How to get to a class initializer through introspection?

Wed Aug 5 16:08:59 UTC 2020

Am Wed, 05 Aug 2020 14:36:37 +0000 schrieb Johan:

> On Wednesday, 5 August 2020 at 13:40:16 UTC, Johannes Pfau wrote:
>>
>> I'd therefore suggest the following:
>> 1) Make all init symbols COMDAT: This ensures that if a smybol is
>> actually needed (address taken, real memcpy call) it will be available.
>> But if it is not needed, the compiler does not have to output the
>> symbol.
>> If it's required in multiple files, COMDAT will merge the symbols into
>> one.
>>
>> 2) Ensure the compiler always knows the data of that symbol. This
>> probably means during codegen, the initializer should never be an
>> external symbol. It needs to be a COMDAT symbol with attached
>> initializer expression. And the initializer data must always be fully
>> available in .di files.
>>
>> The two rules combined should allow the backend to choose the
>> initialization method that is most appropriate for the target
>> architecture.
> 
> What you are suggesting is pretty much exactly what the compilers
> already do. Except that we don't expose the initialization symbol
> directly to the user (T.init is an rvalue, and does not point to the
> initialization symbol), but through TypeInfo.initializer. Not exposing
> the initializer symbol to the user had a nice benefit: for cases where
> we never want to emit an initializer symbol (very large structs), we
> simply removed that symbol and started doing something else (memset
> zero), without breaking any user code. However this only works for
> all-zero structs, because TypeInfo.initializer must return a slice
> ({init symbol, length}) to data or {null,length} for all-zero (the
> 'null' is what we started making use of). More complex cases cannot
> elide the symbol.
> 
> Initializer functions would allow us to tailor initialization for more
> complex cases (e.g. with =void holes, padding schenanigans, or
> non-zero-but-repetitive-constant double[1million] arrays, ...), without
> having to always turn-on some backend optimizations (at -O0) and without
> having to expose a TypeInfo.initializer slice, but instead exposing a
> TypeInfo.initializer function pointer.
> 
> -Johan

But initializer symbols are currently not in COMDAT, or does LDC 
implement that? That's a crucial point, as it addresses Andrei's 
initializer bloat point. And it also means you can avoid emitting the 
symbol if it's never referenced. But if it is referenced, it will be 
available.

Initializer functions have the drawback that backends can no longer 
choose different strategies for -Os or -O2. All the other benefits you 
mention (=void holes, padding schenanigans, or non-zero-but-repetitive-
constant double[1million] arrays, ...) can also be handled properly by the 
backend in the initializer-symbol case if the initializer expression is 
available to the backend. And you have to ensure that the initialization 
function can always be inlined, so without -O flags it may also lead to 
suboptimal code...

If the initializer optimizations depend on -O flags, it should also be 
possible to move the necessary steps in the backend into a different step 
which is executed even without optimization flags. Choosing to initialize 
using expressions vs. a symbol should not be an expensive step.

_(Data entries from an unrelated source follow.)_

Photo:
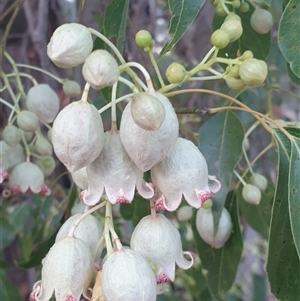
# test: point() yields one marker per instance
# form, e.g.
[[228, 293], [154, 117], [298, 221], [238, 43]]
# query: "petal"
[[184, 263], [214, 188]]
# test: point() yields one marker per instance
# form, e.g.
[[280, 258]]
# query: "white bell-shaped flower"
[[67, 272], [114, 171], [26, 177], [89, 230], [205, 227], [182, 171], [157, 239], [70, 45], [146, 148], [126, 275], [77, 135], [43, 101]]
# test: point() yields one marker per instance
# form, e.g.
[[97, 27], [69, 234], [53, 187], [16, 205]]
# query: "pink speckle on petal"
[[159, 205], [162, 278], [121, 199], [203, 195]]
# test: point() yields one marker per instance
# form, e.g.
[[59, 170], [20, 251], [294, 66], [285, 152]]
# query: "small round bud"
[[259, 181], [220, 38], [246, 55], [261, 21], [244, 7], [71, 88], [100, 69], [207, 204], [70, 45], [236, 3], [28, 121], [234, 29], [251, 194], [147, 111], [220, 10], [46, 164], [253, 72], [234, 83], [11, 135], [175, 73], [43, 146], [143, 39], [185, 213]]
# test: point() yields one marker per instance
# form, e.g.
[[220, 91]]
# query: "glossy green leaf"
[[258, 216], [8, 291], [220, 141], [183, 14], [288, 35], [116, 13], [259, 44], [283, 265], [221, 264]]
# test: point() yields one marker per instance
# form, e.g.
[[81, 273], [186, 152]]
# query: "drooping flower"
[[89, 230], [126, 275], [114, 171], [146, 148], [67, 272], [156, 239], [183, 171], [77, 135], [27, 176], [205, 227]]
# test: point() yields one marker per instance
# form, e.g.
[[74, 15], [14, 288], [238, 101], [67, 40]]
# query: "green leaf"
[[288, 35], [221, 264], [259, 44], [183, 14], [294, 192], [283, 263], [220, 141], [295, 79], [116, 13], [258, 216], [8, 290]]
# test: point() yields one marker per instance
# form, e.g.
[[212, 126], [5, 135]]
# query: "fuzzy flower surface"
[[67, 272], [182, 172], [27, 176], [115, 172], [157, 239]]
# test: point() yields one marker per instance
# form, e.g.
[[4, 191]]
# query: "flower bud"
[[147, 111], [80, 178], [46, 164], [28, 121], [70, 45], [43, 101], [77, 135], [220, 38], [251, 194], [126, 275], [100, 69], [146, 148], [27, 176], [253, 72], [156, 239], [233, 28], [261, 21], [11, 135], [143, 39], [67, 272], [259, 181], [175, 73], [43, 146], [205, 227]]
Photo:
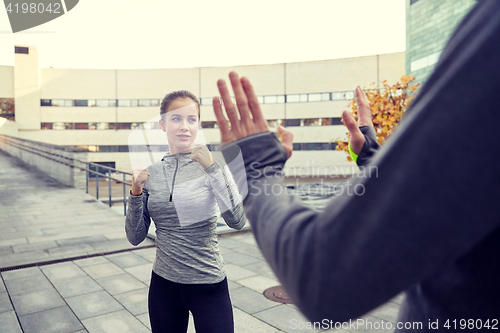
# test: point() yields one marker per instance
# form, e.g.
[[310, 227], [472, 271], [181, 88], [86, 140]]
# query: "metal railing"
[[15, 142]]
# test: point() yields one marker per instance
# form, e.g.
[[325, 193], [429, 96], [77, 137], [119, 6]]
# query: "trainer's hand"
[[364, 119], [286, 139], [248, 119], [139, 178], [202, 155]]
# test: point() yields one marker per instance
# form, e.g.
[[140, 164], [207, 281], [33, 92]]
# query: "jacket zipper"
[[173, 178]]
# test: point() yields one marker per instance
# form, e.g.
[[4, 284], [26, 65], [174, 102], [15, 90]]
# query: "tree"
[[388, 105]]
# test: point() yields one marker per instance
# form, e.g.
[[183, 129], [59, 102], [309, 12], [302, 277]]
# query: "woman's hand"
[[365, 119], [250, 120], [139, 178], [202, 155]]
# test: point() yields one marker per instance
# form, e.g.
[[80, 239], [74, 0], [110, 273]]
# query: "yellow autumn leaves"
[[388, 105]]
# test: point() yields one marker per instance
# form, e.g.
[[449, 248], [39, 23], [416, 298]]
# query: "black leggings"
[[170, 302]]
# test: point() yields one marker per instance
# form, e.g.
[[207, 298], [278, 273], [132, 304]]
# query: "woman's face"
[[181, 125]]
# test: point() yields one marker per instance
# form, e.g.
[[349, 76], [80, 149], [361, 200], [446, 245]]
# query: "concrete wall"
[[33, 154]]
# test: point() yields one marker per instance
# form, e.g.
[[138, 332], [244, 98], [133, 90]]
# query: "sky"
[[126, 34]]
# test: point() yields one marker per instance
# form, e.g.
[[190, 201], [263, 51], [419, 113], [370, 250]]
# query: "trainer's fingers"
[[228, 104], [240, 97], [253, 103], [221, 119], [286, 138], [357, 137]]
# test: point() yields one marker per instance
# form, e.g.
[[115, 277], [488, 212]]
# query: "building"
[[429, 24], [98, 109]]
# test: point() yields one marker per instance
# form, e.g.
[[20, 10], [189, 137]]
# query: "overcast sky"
[[120, 34]]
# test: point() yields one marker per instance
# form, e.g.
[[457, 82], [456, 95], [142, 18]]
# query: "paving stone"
[[9, 322], [259, 283], [76, 286], [91, 261], [37, 301], [243, 322], [239, 259], [103, 270], [93, 304], [261, 268], [120, 283], [236, 273], [252, 251], [144, 318], [287, 319], [135, 301], [46, 321], [34, 247], [62, 271], [233, 285], [115, 322], [127, 259], [5, 304], [142, 273], [250, 301], [27, 285]]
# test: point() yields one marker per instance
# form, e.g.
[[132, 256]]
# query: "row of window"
[[204, 124], [211, 147], [271, 99]]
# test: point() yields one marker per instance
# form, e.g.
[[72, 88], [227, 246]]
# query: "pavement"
[[66, 266]]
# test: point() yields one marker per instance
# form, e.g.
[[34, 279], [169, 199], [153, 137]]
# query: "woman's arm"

I don't see how an initializer function would be more flexible than that. 
In fact, you could generate the initializer function in the backend if 
information about the initialization expression is always preserved. 
Constructing an initializer function earlier (in the frontend, or D user 
code) removes information about the target architecture (-Os, memory 
available, efficient addressing of local constant data, ...). Because of 
that, I think the backend is the best place to implement this and the 
frontend should just provide the symbol initializer expression.

-- 
Johannes